2. Verdrehte Gurte sind möglichst zu vermeiden.
3. Kein Funkgerät an der Schutzweste anklemmen; nur in der Halterungstasche der Schutzweste.
4. Keine Handschuhe, Kabelbinder, Notizblöcke etc. unterhalb des Becken- und Schultergurtes beziehungsweise zwischen Gurt und Körper. Die Gurtlose wird dadurch verstärkt.
5. Gurtverlauf über das Beinholster unbedingt vermeiden.
6. Beinholster ist in sitzender Position am besten auf der Oberseite des Oberschenkels zu tragen; seitlicher Kontakt zur Fahrzeugtür ist möglichst zu vermeiden.
7. Position des Fahrzeugsitzes ist möglichst bei Dienstbeginn mit FEM am Körper einzustellen; zusätzlich ist die Position der Lenksäule an den Fahrzeugführer anzupassen.

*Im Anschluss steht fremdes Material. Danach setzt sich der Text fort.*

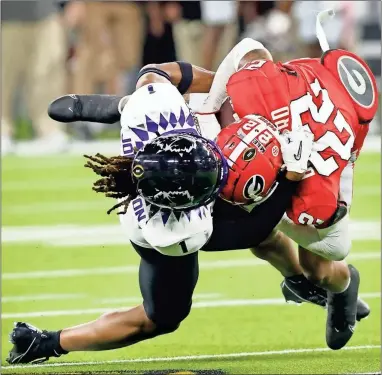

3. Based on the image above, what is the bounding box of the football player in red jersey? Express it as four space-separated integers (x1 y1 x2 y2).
34 9 375 355
204 17 378 349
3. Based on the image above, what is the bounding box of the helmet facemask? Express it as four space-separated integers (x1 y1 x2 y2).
132 133 228 211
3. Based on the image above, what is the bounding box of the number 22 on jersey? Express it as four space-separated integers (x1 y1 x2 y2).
290 78 355 176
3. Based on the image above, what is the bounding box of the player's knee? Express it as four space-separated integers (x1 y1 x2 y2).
153 322 181 336
146 302 191 335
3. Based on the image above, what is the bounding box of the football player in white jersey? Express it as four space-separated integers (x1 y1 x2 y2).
46 47 372 313
7 66 319 364
8 11 373 362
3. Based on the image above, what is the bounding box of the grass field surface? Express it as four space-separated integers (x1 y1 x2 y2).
2 150 381 374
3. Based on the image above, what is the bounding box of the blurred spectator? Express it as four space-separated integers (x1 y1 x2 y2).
292 1 356 58
239 1 296 62
353 1 381 135
200 1 238 70
142 1 177 66
170 2 203 66
64 1 144 96
1 0 68 155
353 1 381 85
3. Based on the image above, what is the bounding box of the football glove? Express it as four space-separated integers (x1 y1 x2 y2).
280 128 314 174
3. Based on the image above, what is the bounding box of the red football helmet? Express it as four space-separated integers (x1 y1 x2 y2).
216 115 283 205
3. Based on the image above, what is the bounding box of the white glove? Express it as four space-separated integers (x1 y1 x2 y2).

Spätestens bei Fahrantritt ist daran zu denken.
Faustregel für den korrekten Abstand zum Airbag:
Schulter an Rückenlehne anlehnen und Handgelenke aufs Lenkrad!
8. Vermeiden Sie, einfach in den Dienstwagen einzusteigen, ohne Ihre Sitzposition zu überprüfen und gegebenenfalls anzupassen – hier beginnt die Eigensicherung!
9. Tragen des Stichschutzes stellt beim Frontalaufprall nach derzeitiger Kenntnis kein erhöhtes Verletzungsrisiko für den Oberkörper und den Brustkorb dar.
10. Klingenfang an der Schutzweste stärker polstern (im Rahmen der Beschaffung).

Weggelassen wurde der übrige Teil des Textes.